Personal life and education

Appignanesi was born Elżbieta Borensztejn on 4 January 1946 in Łódź, Poland, the daughter of Hena and Aaron Borensztejn. Following her birth, her parents moved to Paris, France, and in 1951 emigrated to Montreal, Quebec, Canada, where she grew up.
She studied at McGill University in Montreal, where she was a features editor for The McGill Daily. In 1966, she earned her BA and in 1967 her MA degree and married writer Richard Appignanesi. After their marriage the couple moved to England, where she obtained a DPhil degree in Comparative Literature at the University of Sussex in 1970. During this period she spent some time in Paris and Vienna, and wrote the thesis that became the book Proust, Musil and Henry James: femininity and the creative imagination, which was published in 1974. The couple had one son, film director Josh Appignanesi; they separated in 1981 and divorced in 1984.
Her later partner, then husband, was John Forrester, Professor of History and Philosophy of Science at Cambridge, with whom she wrote Freud's Women. The couple's daughter, Katrina Forrester, is Assistant Professor of Government and Social Studies at Harvard University.
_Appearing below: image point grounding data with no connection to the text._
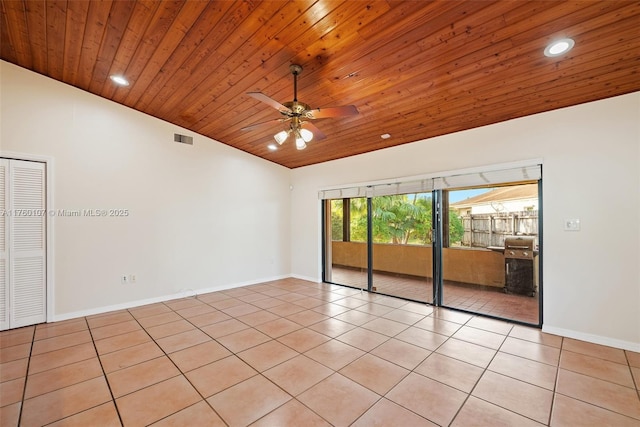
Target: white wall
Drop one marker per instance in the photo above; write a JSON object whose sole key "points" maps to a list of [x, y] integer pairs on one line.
{"points": [[202, 217], [591, 171], [208, 217]]}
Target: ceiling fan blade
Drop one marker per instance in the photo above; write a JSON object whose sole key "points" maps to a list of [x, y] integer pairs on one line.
{"points": [[257, 125], [321, 113], [317, 133], [271, 102]]}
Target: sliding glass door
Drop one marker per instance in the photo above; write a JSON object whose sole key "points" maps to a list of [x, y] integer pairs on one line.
{"points": [[490, 251], [346, 236], [401, 247]]}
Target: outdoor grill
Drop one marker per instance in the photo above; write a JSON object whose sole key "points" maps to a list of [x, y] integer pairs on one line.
{"points": [[518, 260]]}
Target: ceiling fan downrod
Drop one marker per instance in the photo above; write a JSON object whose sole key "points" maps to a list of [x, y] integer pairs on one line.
{"points": [[295, 70]]}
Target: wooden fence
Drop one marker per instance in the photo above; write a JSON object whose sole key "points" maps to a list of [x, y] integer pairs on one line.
{"points": [[482, 230]]}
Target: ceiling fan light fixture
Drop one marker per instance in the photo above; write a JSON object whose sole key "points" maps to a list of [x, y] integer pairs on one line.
{"points": [[306, 134], [300, 144], [281, 136], [559, 47]]}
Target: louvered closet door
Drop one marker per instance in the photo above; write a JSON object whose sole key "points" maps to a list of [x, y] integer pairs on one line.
{"points": [[27, 244], [4, 245]]}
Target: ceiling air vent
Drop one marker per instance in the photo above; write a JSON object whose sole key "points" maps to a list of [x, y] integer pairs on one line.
{"points": [[183, 139]]}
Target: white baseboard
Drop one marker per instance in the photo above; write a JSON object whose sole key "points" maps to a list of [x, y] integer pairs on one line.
{"points": [[595, 339], [182, 293]]}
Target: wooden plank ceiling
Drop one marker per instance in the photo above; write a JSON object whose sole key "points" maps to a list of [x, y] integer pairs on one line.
{"points": [[413, 69]]}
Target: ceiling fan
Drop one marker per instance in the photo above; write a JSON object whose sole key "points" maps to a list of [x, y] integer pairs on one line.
{"points": [[298, 114]]}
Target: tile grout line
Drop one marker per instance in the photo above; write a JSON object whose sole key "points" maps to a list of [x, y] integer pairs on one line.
{"points": [[183, 374], [26, 375], [104, 374]]}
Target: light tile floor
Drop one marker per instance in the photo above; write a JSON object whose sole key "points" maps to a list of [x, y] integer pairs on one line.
{"points": [[295, 353]]}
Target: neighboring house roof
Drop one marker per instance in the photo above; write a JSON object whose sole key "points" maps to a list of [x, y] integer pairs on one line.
{"points": [[501, 194]]}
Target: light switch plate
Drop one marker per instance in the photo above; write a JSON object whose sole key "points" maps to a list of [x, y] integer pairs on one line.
{"points": [[572, 224]]}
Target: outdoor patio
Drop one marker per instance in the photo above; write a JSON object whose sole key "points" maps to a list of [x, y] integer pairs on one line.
{"points": [[474, 298]]}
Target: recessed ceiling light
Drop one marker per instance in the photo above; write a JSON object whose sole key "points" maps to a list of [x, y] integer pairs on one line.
{"points": [[559, 47], [119, 80]]}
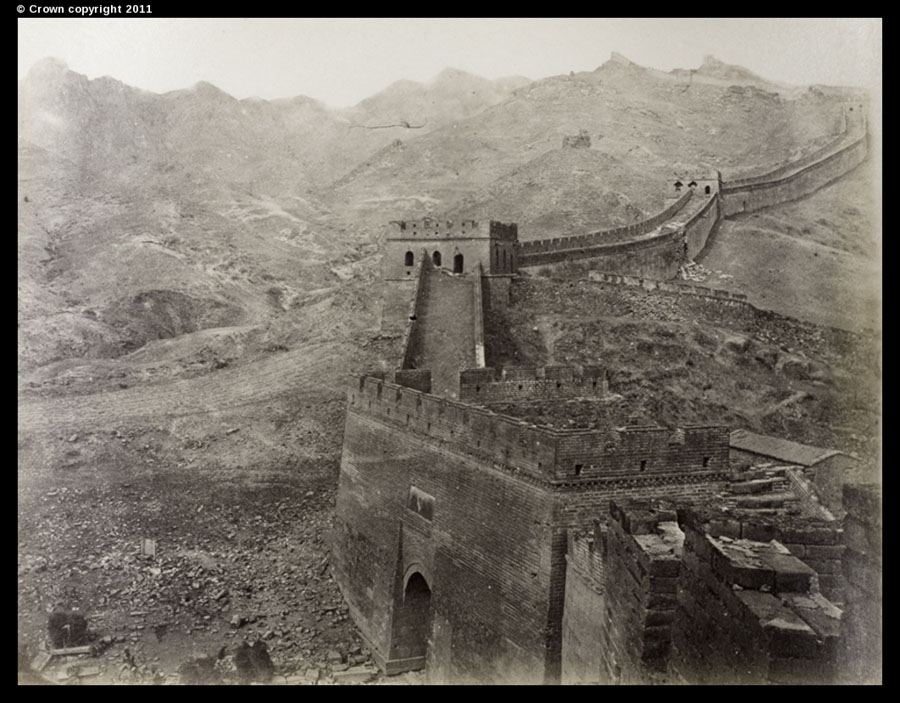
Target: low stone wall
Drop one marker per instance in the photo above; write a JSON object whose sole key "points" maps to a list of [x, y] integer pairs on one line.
{"points": [[650, 284]]}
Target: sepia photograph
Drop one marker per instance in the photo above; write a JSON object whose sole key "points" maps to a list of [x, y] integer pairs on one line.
{"points": [[448, 351]]}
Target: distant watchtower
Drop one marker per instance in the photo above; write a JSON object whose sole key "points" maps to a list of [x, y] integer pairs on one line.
{"points": [[455, 246]]}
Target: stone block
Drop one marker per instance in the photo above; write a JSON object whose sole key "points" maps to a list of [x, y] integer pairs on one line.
{"points": [[758, 532]]}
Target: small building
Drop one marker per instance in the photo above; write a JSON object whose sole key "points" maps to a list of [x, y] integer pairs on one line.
{"points": [[829, 469]]}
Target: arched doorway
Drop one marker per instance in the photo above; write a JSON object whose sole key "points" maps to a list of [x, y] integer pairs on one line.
{"points": [[412, 620]]}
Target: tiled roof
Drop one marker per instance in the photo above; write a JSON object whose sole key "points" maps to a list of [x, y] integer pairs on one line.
{"points": [[779, 449]]}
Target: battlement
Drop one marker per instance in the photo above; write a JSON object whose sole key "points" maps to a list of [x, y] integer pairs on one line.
{"points": [[429, 228], [550, 454], [532, 384]]}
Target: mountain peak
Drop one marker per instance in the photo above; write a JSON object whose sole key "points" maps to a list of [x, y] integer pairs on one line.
{"points": [[47, 68], [453, 74], [207, 89], [616, 57]]}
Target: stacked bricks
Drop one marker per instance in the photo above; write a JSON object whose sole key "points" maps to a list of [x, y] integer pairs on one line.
{"points": [[815, 542], [861, 629], [643, 559], [747, 612]]}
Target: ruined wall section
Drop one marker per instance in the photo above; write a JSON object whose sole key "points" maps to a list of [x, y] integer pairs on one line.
{"points": [[747, 613], [698, 228], [861, 628], [656, 248], [522, 488], [737, 199], [649, 284], [644, 545], [659, 254], [608, 236]]}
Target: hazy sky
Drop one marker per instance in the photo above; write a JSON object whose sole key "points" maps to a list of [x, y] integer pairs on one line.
{"points": [[342, 61]]}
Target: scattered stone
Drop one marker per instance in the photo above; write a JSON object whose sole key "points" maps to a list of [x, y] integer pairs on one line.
{"points": [[356, 674], [199, 672], [40, 661], [67, 629], [253, 662]]}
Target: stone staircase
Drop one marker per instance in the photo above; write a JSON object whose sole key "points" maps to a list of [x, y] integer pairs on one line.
{"points": [[762, 490], [446, 335]]}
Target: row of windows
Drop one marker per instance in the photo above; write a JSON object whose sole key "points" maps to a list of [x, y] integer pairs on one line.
{"points": [[409, 260], [436, 258]]}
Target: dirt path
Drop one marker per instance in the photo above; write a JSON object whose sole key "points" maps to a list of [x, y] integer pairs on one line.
{"points": [[447, 327], [290, 373]]}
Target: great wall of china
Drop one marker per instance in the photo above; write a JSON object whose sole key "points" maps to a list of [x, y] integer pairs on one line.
{"points": [[484, 548]]}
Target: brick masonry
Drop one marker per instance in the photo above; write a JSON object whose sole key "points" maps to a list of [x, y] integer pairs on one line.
{"points": [[505, 494], [861, 628], [747, 612]]}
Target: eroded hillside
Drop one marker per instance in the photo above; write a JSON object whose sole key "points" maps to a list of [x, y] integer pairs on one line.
{"points": [[682, 359]]}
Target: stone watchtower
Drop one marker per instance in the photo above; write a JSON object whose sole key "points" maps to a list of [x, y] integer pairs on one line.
{"points": [[455, 247]]}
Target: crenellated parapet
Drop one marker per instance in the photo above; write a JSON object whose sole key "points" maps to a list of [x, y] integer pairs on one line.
{"points": [[548, 454]]}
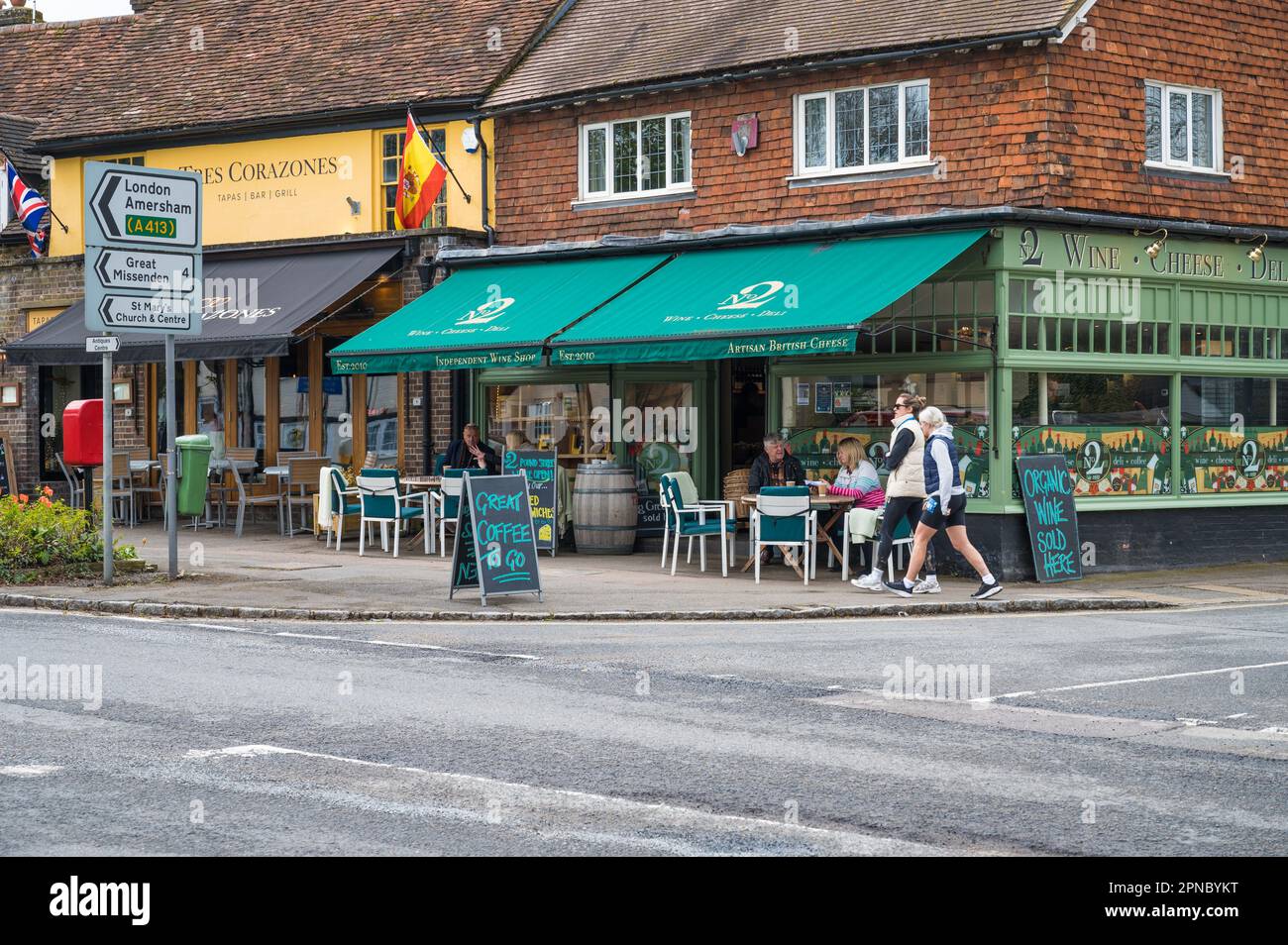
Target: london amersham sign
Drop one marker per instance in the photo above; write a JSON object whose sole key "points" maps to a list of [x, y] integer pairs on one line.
{"points": [[143, 266]]}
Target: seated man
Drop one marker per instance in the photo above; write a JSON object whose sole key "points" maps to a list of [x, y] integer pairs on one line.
{"points": [[774, 467], [471, 452]]}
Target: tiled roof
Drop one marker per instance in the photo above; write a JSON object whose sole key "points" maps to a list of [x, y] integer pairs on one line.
{"points": [[210, 63], [618, 44]]}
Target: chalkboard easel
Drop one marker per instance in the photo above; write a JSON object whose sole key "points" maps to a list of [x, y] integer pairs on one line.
{"points": [[494, 515], [1052, 516]]}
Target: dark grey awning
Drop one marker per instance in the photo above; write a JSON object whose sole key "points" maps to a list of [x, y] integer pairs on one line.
{"points": [[253, 309]]}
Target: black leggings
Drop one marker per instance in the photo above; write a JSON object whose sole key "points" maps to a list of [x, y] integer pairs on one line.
{"points": [[901, 507]]}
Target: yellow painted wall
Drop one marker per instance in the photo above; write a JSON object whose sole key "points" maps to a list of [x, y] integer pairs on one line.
{"points": [[284, 188]]}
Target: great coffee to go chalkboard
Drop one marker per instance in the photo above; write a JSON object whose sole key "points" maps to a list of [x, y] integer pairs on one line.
{"points": [[494, 549], [1047, 493], [540, 468]]}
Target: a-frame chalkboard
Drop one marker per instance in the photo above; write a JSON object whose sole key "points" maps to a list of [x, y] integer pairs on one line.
{"points": [[494, 516]]}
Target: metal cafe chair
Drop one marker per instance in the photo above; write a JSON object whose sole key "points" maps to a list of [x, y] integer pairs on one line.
{"points": [[75, 484], [784, 516]]}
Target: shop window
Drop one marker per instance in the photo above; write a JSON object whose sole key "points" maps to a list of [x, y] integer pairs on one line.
{"points": [[638, 156], [382, 419], [868, 129], [252, 390], [660, 430], [816, 411], [1112, 429], [1234, 434], [210, 404], [292, 399], [549, 416], [390, 167], [59, 385], [1183, 128], [336, 411]]}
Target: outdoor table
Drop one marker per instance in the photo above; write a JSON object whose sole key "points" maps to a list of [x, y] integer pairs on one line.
{"points": [[837, 505]]}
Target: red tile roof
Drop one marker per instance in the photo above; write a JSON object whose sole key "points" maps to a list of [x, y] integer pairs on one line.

Lisa Appignanesi lives in London.

Academic work

After a year working as a writer in a Manhattan social research firm, Appignanesi returned to Britain to work as a European Studies lecturer at the University of Essex. She then lectured at New England College and in 1976 was one of the founders of the Writers and Readers Publishing Cooperative, which included Richard Appignanesi, John Berger and Arnold Wesker and launched the graphic Beginners series with titles on Marx and Freud. In 1975 she published The Cabaret, a history of cabaret, a new edition of which came out in 2005.

ICA

In 1980 she left academia to become Director of Talks and Seminars at the Institute of Contemporary Arts in London, where she stayed for ten years and helped the ICA talks programme gain a reputation as "an intellectual hothouse". While at the ICA she edited the Documents series, which included the books Postmodernism and Ideas from France. She became Deputy Director of the ICA in 1986 and created the ICA-Television branch, which produced England's Henry Moore in 1988 and Seductions for Channel Four. She left the ICA in 1990 to write full-time.

Writing

In 1991 she published a best-selling novel, Memory and Desire. A major study of Freud's life, ideas and his relations to women, Freud's Women was published in 1992. As well as these she has written several other works of fiction, including thrillers. She has also written the award-winning Mad, Bad and Sad: Women and the Mind Doctors in 2008 and All About Love.
Appignanesi has co-written two films on Salman Rushdie for French television, presented two series of radio programmes on Sigmund Freud for BBC Radio 4, presented the arts and ideas Nightwaves programme for BBC Three, contributed to a variety of programmes, including Saturday Review, Start the Week and Woman's Hour, and written for the New Writing Partnership. Appignanesi has appeared as a cultural commentator on many television programmes, including the BBC's Newsnight and Late Review. She was General Editor of The Big Ideas series, published by Profile Books, which includes Violence by Slavoj Zizek and Bodies, by Susie Orbach. She worked as a fellow of the Brain and Behaviour Laboratory at the Open University, was a council-member of the ICA and was Chair of the Freud Museum, London from 2008 to 2014. She has also written for The Guardian, The Observer, The Independent, and The Daily Telegraph and The New York Review of Books. She is a member of the Board of IMPRESS Project, the independent monitor for the UK Press.
In 2004 she became the Deputy President of English PEN and then President. As part of her work with English PEN she edited Free Expression is No Offence, a collection of writings that formed part of English PEN's protest against what became the Racial and Religious Hatred Act 2006 and helped induce the British Government to amend the bill by inserting a robust clause protecting freedom of expression. Under her Presidency, English PEN launched its report on Libel Reform, "Free Speech is Not for Sale," helped to rid Britain of obsolete Blasphemy and Criminal Libel laws, as well as setting up the PEN PINTER PRIZE. Appignanesi was also voted one of Britain's Top 101 female public intellectuals.
Appignanesi has been nominated for the Charles Taylor Prize, and the Jewish Quarterly-Wingate Literary Prize for her family memoir Losing the Dead, while her novel The Memory Man was short-listed for the Commonwealth Writers' Prize and won the Canadian Holocaust Fiction Award. Losing the Dead describes how her parents managed to survive occupied Poland by passing as Aryans. Mad, Bad and Sad was short-listed for the Warwick Prize and long-listed for the Samuel Johnson Prize, amongst others, and won several awards. With John Berger, she translated the work of Nella Bielski. The Year is 42 won the Scott Moncrieff Prize for Literary Translation.
In 1987 she was made a Chevalier of the Ordre des Arts et des Lettres.
Appignanesi was appointed Officer of the Most Excellent Order of the British Empire in the 2013 New Year Honours for services to literature. She became a Fellow of the Royal Society of Literature in 2015 and became the Chair of the Royal Society of Literature Council in 2016.